Sequences can go to either direction, so I would say the question is a bit ambiguous if it doesn't define the direction (next doesn't really cover it, it just says "adjacent").
How large primes are we talking here? I mean you can bruteforce check whether N is a multiple of M (M<N/2), and if you get negative answer you do N++ and re-check. Can't bother to figure out how to do it with programming.
There are super computers looking for the next prime all the time. The biggest one they have determined to be a prime so far is N=(2^43112609)-1 so you can understand if checking if a large natural number is a prime can take a bit long. And brute forcing them is hopeless so I think there
are advanced algorithms to determine prime candidates, but I haven't really ever had any passing interest in raw mathemathics like this. Aside from getting an array of random numbers, what use is knowing primes really, aside from just knowing that a really big number can only be divided by one and itself...

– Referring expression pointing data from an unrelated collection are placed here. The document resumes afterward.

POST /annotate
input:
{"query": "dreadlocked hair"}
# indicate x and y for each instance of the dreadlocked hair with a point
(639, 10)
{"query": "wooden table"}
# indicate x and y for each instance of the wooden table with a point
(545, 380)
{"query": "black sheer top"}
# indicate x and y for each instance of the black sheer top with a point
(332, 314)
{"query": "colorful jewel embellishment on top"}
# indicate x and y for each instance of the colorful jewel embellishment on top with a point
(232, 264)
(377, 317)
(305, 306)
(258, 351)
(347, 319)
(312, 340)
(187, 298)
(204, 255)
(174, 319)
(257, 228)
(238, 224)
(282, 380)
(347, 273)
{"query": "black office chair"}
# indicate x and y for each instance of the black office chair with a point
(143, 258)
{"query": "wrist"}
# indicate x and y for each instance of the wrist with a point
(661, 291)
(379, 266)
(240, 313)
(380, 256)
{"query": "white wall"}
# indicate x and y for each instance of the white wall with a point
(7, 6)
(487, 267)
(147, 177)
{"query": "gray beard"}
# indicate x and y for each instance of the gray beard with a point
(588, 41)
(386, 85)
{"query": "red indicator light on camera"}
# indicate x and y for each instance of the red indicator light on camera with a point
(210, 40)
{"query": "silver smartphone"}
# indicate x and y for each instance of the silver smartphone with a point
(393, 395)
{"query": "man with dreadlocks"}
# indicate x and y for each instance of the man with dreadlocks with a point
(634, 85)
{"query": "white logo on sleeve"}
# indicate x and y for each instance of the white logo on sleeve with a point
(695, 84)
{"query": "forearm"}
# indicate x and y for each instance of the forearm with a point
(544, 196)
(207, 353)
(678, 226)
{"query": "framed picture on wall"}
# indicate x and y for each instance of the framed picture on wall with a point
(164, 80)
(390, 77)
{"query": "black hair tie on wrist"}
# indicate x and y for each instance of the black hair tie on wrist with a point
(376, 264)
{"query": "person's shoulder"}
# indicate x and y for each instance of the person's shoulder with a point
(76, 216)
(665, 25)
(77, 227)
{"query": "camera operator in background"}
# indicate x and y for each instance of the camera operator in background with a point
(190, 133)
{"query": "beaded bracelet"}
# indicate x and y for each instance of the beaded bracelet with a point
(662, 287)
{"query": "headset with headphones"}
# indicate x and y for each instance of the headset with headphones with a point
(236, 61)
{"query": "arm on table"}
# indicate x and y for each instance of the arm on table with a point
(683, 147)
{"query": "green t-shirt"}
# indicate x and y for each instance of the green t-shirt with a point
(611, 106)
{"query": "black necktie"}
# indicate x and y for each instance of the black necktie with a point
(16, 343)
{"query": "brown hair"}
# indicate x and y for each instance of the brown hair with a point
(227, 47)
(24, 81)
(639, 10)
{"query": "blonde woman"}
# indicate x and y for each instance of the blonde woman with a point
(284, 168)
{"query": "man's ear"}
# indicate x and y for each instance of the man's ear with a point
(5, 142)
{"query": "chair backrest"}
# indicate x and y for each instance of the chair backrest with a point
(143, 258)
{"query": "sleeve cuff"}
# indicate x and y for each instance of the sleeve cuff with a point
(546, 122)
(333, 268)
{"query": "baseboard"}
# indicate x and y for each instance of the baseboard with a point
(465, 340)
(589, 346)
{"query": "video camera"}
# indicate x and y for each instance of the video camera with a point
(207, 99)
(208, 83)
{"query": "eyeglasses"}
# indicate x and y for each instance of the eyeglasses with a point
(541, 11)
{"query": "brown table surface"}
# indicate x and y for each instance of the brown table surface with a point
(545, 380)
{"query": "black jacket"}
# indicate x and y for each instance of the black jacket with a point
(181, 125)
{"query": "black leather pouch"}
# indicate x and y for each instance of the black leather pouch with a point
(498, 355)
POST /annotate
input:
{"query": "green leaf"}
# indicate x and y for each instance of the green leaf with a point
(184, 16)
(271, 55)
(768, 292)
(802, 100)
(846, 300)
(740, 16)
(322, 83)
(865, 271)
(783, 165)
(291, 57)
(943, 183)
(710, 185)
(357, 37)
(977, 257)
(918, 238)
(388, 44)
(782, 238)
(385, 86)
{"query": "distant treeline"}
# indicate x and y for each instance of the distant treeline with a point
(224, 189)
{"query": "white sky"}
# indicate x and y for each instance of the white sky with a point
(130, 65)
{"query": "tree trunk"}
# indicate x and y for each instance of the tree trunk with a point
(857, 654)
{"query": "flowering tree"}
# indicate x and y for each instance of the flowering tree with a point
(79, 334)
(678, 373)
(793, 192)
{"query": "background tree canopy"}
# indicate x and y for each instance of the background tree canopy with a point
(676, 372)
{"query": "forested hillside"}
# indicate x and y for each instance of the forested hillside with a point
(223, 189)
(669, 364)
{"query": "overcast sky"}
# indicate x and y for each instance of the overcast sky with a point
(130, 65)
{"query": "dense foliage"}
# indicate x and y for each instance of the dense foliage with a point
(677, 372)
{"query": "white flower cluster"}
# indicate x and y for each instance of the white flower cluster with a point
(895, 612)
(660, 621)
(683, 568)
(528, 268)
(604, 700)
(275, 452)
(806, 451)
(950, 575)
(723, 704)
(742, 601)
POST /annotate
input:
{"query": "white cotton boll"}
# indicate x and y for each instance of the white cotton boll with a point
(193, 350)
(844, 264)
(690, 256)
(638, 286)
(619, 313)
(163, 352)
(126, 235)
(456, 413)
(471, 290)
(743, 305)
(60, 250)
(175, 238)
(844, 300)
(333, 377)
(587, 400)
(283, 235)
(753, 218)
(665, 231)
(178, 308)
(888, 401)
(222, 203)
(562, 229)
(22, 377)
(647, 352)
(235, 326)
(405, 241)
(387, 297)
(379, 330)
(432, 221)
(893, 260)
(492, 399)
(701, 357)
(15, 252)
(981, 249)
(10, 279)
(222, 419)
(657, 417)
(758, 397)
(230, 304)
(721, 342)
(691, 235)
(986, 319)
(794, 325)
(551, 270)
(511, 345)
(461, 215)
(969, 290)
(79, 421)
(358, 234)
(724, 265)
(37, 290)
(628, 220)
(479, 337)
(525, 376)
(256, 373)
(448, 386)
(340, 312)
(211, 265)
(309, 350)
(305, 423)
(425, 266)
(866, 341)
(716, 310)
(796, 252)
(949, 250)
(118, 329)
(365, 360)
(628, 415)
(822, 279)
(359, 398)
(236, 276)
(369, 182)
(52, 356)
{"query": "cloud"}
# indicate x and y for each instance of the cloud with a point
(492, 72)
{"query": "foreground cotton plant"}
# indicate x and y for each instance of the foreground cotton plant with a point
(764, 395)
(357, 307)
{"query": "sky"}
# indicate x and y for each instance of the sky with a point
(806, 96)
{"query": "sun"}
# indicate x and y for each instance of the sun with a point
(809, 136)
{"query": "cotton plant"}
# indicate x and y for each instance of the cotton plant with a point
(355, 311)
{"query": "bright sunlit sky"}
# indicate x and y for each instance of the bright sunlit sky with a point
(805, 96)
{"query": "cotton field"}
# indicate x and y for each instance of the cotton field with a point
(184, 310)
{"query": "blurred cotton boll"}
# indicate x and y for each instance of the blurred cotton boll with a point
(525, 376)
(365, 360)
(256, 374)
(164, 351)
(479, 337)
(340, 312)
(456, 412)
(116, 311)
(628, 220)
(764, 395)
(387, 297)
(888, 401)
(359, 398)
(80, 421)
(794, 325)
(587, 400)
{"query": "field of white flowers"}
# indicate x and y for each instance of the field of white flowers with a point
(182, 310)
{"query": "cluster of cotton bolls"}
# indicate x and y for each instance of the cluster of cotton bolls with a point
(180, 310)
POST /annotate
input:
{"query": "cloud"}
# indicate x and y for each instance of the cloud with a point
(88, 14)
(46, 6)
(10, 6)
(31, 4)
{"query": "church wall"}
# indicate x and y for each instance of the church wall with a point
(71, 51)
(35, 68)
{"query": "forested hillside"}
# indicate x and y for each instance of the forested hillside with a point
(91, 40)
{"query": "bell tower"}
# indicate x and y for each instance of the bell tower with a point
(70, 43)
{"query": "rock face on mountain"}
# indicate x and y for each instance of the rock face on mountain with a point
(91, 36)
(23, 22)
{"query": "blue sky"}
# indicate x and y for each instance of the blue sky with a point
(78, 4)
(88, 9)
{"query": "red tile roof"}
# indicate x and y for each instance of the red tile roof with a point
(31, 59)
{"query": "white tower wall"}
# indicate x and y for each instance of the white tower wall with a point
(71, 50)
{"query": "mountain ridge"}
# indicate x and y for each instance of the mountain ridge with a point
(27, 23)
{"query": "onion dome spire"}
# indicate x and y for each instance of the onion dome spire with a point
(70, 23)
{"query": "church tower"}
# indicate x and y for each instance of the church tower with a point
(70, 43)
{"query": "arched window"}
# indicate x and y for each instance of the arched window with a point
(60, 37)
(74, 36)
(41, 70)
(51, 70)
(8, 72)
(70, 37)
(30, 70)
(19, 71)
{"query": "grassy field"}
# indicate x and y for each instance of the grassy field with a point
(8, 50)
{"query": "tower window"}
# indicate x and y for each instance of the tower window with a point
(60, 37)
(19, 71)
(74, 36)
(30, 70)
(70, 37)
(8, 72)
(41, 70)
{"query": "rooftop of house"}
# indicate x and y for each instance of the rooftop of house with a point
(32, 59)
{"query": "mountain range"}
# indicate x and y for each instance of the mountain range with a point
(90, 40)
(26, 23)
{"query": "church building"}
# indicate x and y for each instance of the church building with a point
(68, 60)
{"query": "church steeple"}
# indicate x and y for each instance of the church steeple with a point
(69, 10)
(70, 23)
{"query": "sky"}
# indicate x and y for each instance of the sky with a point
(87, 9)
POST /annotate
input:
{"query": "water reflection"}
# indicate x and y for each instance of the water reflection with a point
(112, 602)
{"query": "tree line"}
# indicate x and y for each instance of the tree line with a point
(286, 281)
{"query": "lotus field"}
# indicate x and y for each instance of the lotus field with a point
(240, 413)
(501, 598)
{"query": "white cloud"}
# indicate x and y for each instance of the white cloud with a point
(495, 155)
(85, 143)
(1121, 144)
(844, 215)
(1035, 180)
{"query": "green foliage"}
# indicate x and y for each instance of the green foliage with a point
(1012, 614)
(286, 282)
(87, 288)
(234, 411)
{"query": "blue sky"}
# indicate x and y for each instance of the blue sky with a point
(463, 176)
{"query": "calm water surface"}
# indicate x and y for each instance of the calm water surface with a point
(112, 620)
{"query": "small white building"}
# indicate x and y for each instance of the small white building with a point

You can't really even put 2^43112609 - 1 into a comprehensible form so it's not even useable for that. Well, if you have a huge array of hard disk drives that can store the number, then I guess you could use it that way but really, there are better ways to gain random numbers.

The others are fundamentally easier. Abstractizing the properties (colour) of the balls and then sorting them by that property would not be that hard.
The final one is a bit trickier... 50 million strings takes a while to go through. Bruteforcing would be possible, I guess. Save the strings into an array, take the first string (string.0) and check if it appears again in the file (if string1==string2 etc.), if not, take the second string (string.1) and check match for all the string.(>1). It would, at least, work. But whether or not I could write it in formal logic language or any given programming language is a different thing, I hate being limited by syntax.